Great questions! Slices are a set of TPU chips that share a fast, private inter-chip-interconnect. Unlike the current GPU generation in clouds, the TPUs on different machines can communicate through this private network. Multislice means that we're using a hierarchical network, where there is both inter-chip-interconnect and normal data-center netowrking.

More details: https://cloud.google.com/tpu/docs/multislice-introduction

(P.S. - contributor on blog post, Google employee, all thoughts my own)


Also, I should point out that a set of machines hosting TPUs is referred to as a "pod", which is not the same thing as a Kubernetes pod (also referenced in this doc).

The term "pod" originated in early data center design and occasionally crosses over from HPC to broad use - i.e. nVidia calls the set of DGX machines a "pod" https://blogs.nvidia.com/blog/2021/03/05/what-is-a-cluster-p....

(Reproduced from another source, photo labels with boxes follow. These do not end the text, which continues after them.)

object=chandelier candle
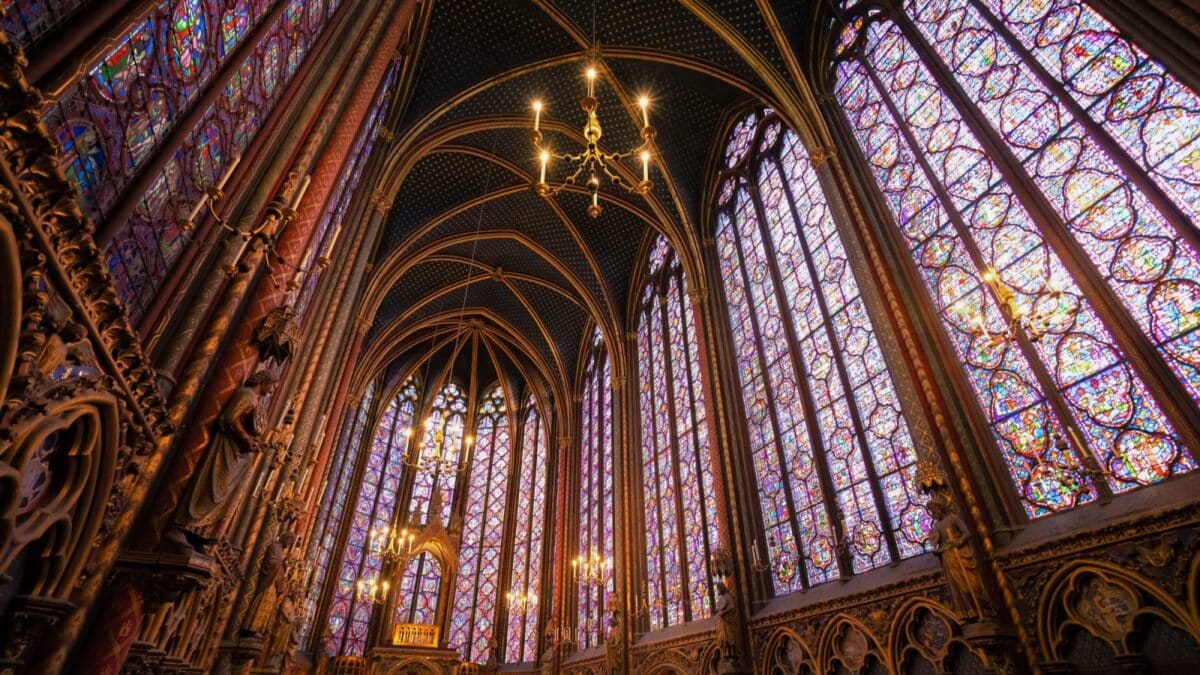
[529,53,655,217]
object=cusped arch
[817,614,890,673]
[887,597,978,673]
[1037,560,1200,659]
[758,626,816,675]
[362,306,574,428]
[0,383,121,599]
[0,216,22,398]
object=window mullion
[654,282,703,622]
[746,180,854,577]
[763,154,900,562]
[726,199,816,595]
[642,309,674,628]
[672,266,716,609]
[972,0,1200,249]
[863,51,1112,500]
[895,16,1200,451]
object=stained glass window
[448,386,512,663]
[299,382,376,645]
[572,328,616,649]
[504,395,547,663]
[835,0,1200,518]
[42,0,338,322]
[0,0,88,48]
[716,112,929,595]
[325,381,418,656]
[392,551,442,626]
[637,234,720,629]
[409,382,467,525]
[292,59,401,315]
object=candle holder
[529,48,656,217]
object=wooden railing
[391,623,438,647]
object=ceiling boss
[530,49,655,217]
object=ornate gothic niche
[0,306,125,664]
[1037,555,1200,670]
[820,615,888,675]
[889,599,984,673]
[758,628,816,675]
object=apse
[0,0,1200,675]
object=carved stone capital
[221,635,266,667]
[114,551,218,604]
[370,187,391,215]
[809,145,838,168]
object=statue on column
[166,370,276,550]
[713,580,742,665]
[241,531,295,635]
[541,633,558,675]
[605,609,625,675]
[925,489,990,621]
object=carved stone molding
[113,551,220,605]
[0,596,74,673]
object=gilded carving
[164,370,275,551]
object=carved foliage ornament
[254,304,300,364]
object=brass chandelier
[530,48,655,217]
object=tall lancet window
[833,0,1200,518]
[42,0,336,321]
[449,384,512,662]
[637,234,718,629]
[394,382,467,625]
[571,328,616,649]
[325,381,418,656]
[504,394,548,663]
[716,112,929,595]
[409,382,467,526]
[299,382,376,646]
[392,551,442,626]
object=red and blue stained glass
[43,0,338,322]
[638,235,720,629]
[299,382,376,645]
[716,107,930,595]
[325,381,418,656]
[409,382,467,525]
[575,328,614,649]
[392,551,442,626]
[504,395,547,663]
[448,384,512,663]
[836,0,1200,516]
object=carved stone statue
[541,633,558,675]
[484,638,500,673]
[713,581,742,664]
[605,609,625,675]
[241,531,295,635]
[925,489,989,621]
[167,370,275,549]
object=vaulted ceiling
[350,0,830,415]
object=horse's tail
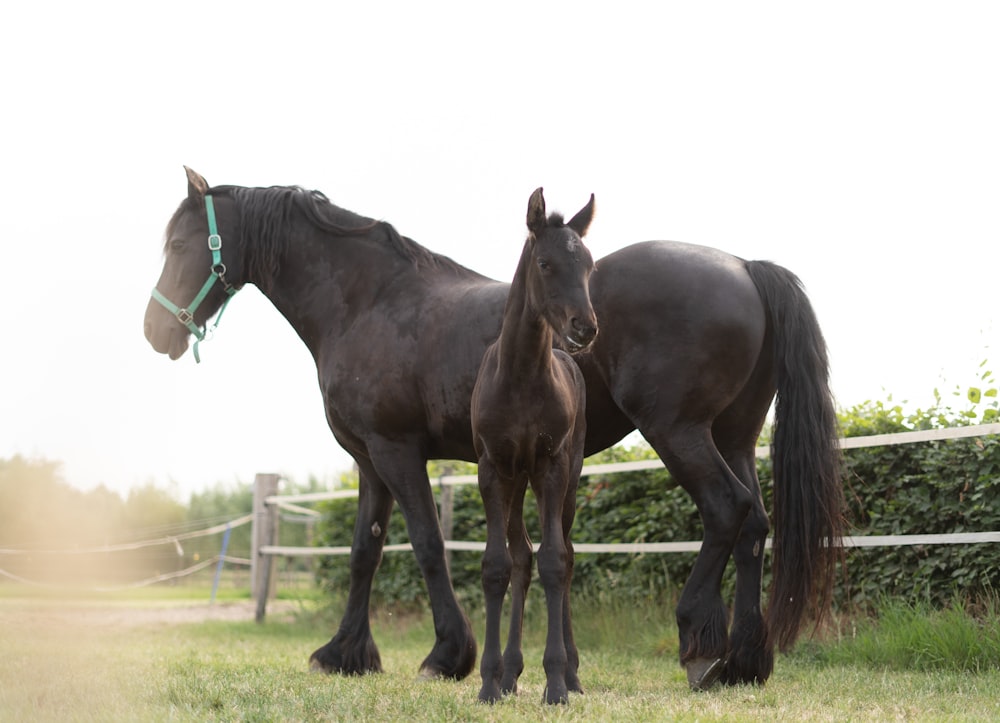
[747,261,844,650]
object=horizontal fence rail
[259,423,1000,556]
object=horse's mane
[167,186,463,288]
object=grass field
[0,589,1000,721]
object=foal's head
[521,188,597,352]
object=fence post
[250,474,278,622]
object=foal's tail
[746,261,844,650]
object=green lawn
[0,594,1000,723]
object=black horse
[145,170,843,688]
[472,188,597,703]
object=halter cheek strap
[152,195,239,363]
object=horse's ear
[528,186,545,236]
[184,166,208,201]
[566,194,594,238]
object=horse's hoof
[417,665,443,680]
[684,658,726,690]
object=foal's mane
[167,186,464,288]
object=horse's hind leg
[722,448,774,685]
[647,427,752,690]
[563,442,584,693]
[309,465,392,675]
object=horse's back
[585,241,767,430]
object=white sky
[0,0,1000,499]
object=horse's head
[525,188,597,352]
[144,166,240,359]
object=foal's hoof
[684,658,726,690]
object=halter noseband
[152,195,239,363]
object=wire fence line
[259,423,1000,556]
[0,423,1000,591]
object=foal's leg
[722,447,774,685]
[563,472,583,693]
[500,475,533,694]
[479,456,511,703]
[309,463,392,675]
[647,427,753,690]
[535,460,569,704]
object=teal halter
[152,195,239,363]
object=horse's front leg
[479,456,511,703]
[500,486,534,694]
[369,439,476,680]
[722,446,774,685]
[535,465,569,704]
[563,464,583,693]
[309,463,392,675]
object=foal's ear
[566,194,594,238]
[528,186,545,236]
[184,166,208,201]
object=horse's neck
[252,224,417,357]
[497,254,552,378]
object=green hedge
[317,382,1000,607]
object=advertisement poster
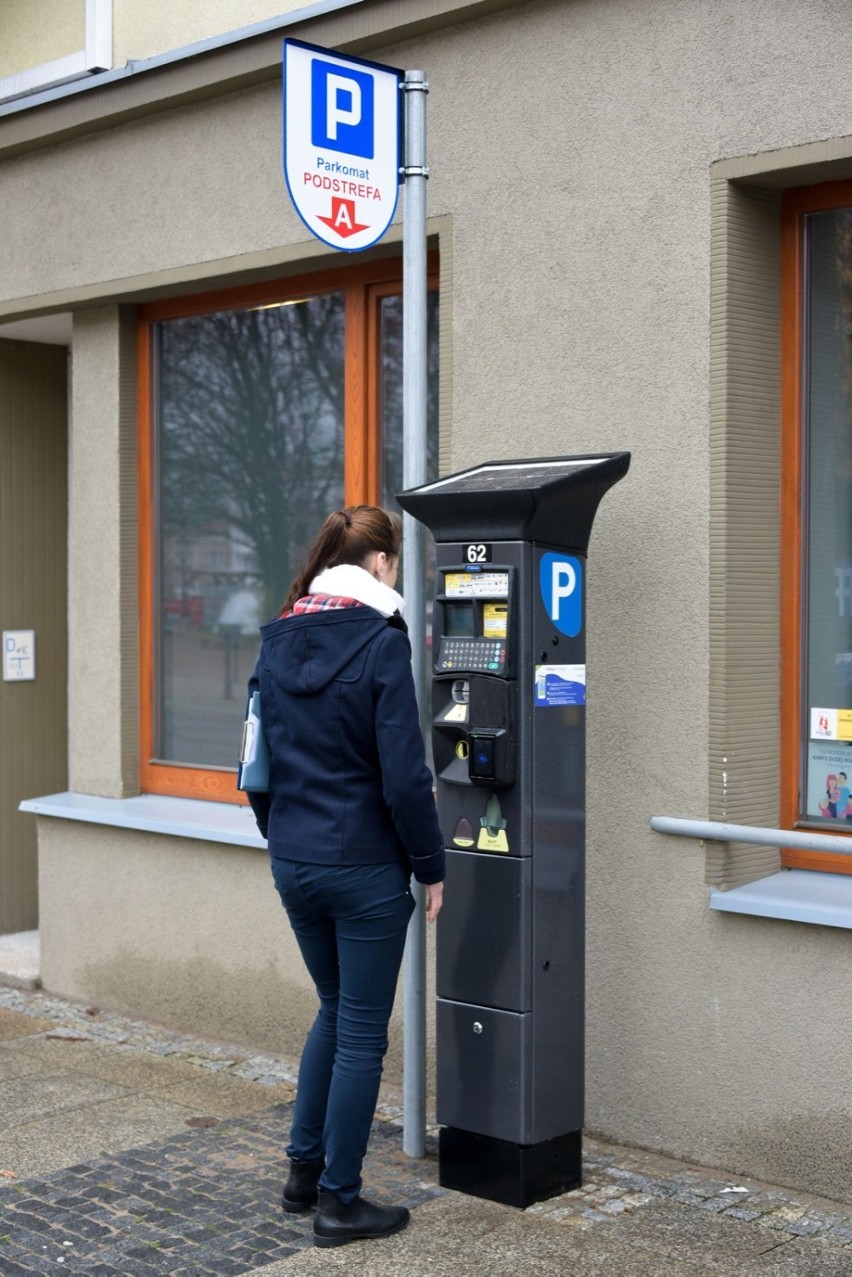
[534,665,586,706]
[806,741,852,829]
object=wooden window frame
[780,181,852,873]
[137,253,438,803]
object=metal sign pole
[402,64,429,1157]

Kubernetes chose "pod" to represent a set of co-scheduled containers, like a "pod of whales". Other systems like Mesos and Google's Borg https://storage.googleapis.com/pub-tools-public-publication-... use "task" to refer to a single container but didn't have a concept for heterogenous co-scheduled tasks at the time.

Somewhat ironically, it now means TPUs on GKE are confusing because we have TPUs hosts organized into "pods", and "pods" for the software using the TPUs.

A Kubernetes pod using a TPU lands on a host which is part of a slice of a TPU pod.


As your second link mentions in section 2.4, Borg has "allocs" which are basically pods.


True. The pod’s monotonic and atomic lifecycle across containers is a significant difference, but you can broadly accomplish similar behaviors with an alloc for sharing resources.